At the start of Highland Council, my employment transferred to it from the former regional council. The change was attractive in two ways: it created a unitary council and it got rid of some frankly poisonous goings-on in some of the former district councils.
Since then, I’ve become more aware of what we lost. The ecologist who transferred from cosy Ross and Cromarty District Council was like a fish out of water in the large, uncaring Highland Council. Since then I’ve become more aware of the different way of doing things in R&C that make Inverness look less attractive. Now living in Lochalsh, there are many times I have been part of conversations with long-term residents looking back favourably at the old Skye and Lochalsh District Council because it was on the spot and responsive. Even with the Highland Council’s system of local area committees, decisions are made centrally, and we are still dependant on support from non-Skye and Lochalsh councillors for decisions which seem “obvious” to locals.
Working last summer for the Highland Council ranger service and seeing the paralysis clearly brought on by having to have the same terms, conditions and rules for staff all over the council area made me come round to the view that the council was too big to get things done sensibly.
Where Highland Council does have an advantage, however, is to be able to raise money centrally and make purchases centrally. These advantages of scale are something that any future reform would have to work hard to retain. Many small community and conservation trusts all over the country spend a disproportionate amount of time chasing and accounting for the money they spend – something to avoid in any future scenario.
I have to agree with Lesley’s basic points, though. Councils are too big, too remote, too disengaging.
It strikes me that a councillor’s job is not one anyone would want to do for free, and is largely about managing the council’s response to declining budgets and enforced difficult decisions. Who would want to?
Nic Bullivant
via the thenational.scot
I AM sympathetic to the thrust of what Lesley is saying here. We do need to localise our governance, but like Nic Bullivant I can see some advantage in retaining strategic authorities as a counterbalance to national government.
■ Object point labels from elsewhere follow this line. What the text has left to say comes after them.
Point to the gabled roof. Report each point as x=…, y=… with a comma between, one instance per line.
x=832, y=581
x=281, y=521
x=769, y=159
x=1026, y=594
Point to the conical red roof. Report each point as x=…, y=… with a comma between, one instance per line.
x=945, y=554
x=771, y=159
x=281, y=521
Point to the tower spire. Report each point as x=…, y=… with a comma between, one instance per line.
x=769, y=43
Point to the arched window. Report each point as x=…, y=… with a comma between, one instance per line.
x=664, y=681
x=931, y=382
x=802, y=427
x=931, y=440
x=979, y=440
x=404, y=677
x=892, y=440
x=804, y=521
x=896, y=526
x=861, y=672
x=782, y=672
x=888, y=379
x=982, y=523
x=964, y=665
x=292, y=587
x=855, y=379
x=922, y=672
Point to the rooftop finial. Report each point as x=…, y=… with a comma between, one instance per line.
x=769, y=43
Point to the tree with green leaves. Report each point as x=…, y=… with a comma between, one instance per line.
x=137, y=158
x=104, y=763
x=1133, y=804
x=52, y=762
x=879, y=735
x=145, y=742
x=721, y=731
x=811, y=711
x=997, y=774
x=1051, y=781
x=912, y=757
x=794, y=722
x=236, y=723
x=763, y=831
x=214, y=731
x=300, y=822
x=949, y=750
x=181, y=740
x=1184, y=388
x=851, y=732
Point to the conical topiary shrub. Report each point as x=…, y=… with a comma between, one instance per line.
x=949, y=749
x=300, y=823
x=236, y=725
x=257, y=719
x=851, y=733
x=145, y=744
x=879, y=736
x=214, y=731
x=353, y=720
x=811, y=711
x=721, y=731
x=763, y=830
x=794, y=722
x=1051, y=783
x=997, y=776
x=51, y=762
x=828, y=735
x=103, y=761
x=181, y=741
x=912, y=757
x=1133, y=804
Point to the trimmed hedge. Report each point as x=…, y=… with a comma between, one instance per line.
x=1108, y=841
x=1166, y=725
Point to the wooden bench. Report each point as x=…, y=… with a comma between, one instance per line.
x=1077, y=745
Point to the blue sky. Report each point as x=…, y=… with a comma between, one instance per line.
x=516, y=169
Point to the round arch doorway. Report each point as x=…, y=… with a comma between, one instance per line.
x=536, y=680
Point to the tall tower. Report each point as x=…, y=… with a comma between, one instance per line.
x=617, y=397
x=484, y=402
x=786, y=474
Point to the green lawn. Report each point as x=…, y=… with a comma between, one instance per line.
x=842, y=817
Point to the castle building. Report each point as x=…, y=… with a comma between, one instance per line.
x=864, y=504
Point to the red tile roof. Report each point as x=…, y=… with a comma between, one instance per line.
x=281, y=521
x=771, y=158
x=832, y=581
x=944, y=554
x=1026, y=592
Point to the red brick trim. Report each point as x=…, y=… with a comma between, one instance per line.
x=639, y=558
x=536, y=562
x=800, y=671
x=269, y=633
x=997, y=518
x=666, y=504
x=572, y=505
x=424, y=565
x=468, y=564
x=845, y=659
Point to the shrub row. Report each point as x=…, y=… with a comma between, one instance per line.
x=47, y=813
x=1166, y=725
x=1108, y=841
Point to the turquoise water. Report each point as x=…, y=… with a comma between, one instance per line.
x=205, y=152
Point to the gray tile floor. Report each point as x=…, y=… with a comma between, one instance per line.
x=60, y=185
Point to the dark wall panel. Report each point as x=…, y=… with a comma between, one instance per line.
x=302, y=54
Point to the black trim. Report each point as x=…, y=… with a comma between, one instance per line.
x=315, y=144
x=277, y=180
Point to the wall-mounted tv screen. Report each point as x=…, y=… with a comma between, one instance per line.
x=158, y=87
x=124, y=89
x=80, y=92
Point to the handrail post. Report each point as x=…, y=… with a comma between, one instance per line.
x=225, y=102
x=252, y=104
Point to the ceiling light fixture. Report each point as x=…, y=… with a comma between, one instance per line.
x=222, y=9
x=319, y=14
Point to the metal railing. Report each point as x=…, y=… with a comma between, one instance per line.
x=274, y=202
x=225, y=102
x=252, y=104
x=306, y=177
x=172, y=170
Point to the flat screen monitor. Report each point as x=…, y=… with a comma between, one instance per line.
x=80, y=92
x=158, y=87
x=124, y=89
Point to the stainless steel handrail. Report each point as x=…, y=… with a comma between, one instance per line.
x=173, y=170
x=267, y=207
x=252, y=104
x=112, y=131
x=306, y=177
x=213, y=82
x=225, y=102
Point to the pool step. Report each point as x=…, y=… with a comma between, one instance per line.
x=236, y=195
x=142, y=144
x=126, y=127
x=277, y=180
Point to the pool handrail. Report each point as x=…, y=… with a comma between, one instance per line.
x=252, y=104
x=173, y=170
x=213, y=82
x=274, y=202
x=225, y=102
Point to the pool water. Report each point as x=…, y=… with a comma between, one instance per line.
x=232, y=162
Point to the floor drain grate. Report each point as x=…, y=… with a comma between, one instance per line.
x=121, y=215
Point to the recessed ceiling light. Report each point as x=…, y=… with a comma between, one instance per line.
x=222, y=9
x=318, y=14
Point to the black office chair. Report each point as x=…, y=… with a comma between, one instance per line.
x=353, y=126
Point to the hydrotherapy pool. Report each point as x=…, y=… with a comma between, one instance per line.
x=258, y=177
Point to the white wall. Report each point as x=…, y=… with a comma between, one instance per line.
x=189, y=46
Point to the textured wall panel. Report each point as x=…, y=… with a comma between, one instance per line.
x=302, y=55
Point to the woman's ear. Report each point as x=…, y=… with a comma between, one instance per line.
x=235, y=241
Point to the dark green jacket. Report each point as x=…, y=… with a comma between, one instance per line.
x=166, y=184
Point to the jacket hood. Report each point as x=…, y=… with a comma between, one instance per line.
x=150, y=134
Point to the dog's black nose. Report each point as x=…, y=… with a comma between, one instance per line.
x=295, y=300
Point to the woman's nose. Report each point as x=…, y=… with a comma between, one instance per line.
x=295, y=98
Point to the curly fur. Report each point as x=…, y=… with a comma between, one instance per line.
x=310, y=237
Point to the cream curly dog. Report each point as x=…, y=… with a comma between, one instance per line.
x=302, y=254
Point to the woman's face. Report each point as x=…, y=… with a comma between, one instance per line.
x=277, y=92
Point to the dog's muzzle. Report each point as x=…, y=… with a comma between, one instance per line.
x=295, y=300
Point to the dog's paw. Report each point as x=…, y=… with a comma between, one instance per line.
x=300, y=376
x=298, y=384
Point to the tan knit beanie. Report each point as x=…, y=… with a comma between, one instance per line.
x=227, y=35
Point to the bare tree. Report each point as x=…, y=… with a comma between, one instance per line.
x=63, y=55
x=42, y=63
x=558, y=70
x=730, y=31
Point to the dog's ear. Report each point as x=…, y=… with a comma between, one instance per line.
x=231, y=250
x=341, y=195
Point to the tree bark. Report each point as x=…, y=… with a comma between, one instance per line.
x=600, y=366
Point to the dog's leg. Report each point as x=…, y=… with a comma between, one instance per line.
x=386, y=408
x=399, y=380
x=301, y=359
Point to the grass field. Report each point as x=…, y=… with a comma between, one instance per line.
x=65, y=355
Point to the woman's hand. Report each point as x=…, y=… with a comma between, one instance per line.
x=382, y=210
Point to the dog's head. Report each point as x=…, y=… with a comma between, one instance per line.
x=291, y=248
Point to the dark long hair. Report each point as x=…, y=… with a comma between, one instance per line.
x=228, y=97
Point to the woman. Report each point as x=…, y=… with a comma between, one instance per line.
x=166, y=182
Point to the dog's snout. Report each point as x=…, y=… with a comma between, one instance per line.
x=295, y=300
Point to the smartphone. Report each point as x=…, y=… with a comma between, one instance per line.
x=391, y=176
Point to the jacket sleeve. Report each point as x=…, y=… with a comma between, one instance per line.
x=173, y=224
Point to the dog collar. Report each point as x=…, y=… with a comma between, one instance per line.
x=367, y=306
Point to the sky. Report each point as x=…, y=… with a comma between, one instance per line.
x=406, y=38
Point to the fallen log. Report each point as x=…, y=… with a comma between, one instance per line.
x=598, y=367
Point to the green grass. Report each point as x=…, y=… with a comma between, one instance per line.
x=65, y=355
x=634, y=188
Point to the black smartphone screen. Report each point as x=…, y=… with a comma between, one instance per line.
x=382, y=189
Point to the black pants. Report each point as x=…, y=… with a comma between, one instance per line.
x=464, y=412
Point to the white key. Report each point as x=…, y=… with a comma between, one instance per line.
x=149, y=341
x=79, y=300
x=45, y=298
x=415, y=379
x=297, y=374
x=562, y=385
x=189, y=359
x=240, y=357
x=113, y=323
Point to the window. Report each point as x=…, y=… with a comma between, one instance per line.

Take, for instance, Scottish Water. It would not be in public hands today, unlike English water companies, if it weren’t for the fact that Strathclyde Regional Council had the muscle to organise a referendum to keep it in public hands.
There was much to recommend in the Kilbrandon Report in terms of division of labour, but I agree with Lesley that the balance struck was too much in favour of strategic rather than local.
Bill McDermott
via thenational.scot
THE latest Brexit-related vileness from the rancid Tory party has been unveiled. Now, thanks to the Tories’ “free-trade” deal with Japan, radioactive food and fish from Fukushima can be sold in the UK. It was previously banned.
Last year, the corpulent Johnson allowed the privatised water companies in England permission to dump raw sewage into the sea. This was as a post-Brexit cost-saving measure. All so as profits would not be interrupted. This could only happen because of Tory Brexit – a Brexit Scotland did not vote for and never wanted.
READ MORE: Scottish Highland council elections 2022: No such thing as a local issue here
With the local election result, there now exists a clear instruction from the Scottish electorate for an independence referendum. This exists whether the Unionist fanatics like it or not.
Tory Unionists have only got themselves to blame for this predicament. They bet their houses on lying charlatan Boris Johnson and lost.
The election of Sinn Feinn to majority party in Stormont signals the end for the Union. The UK Government is bound by the Good Friday Agreement to legislate for a border poll. If Johnson and the Tories try to get around this, they will be in breach of their treaty obligations.
An independence referendum will occur. The only thing Boris Johnson and his Tory clown show can try to do is delay it for as long as possible. This only makes the outcome of an end of the Union more certain.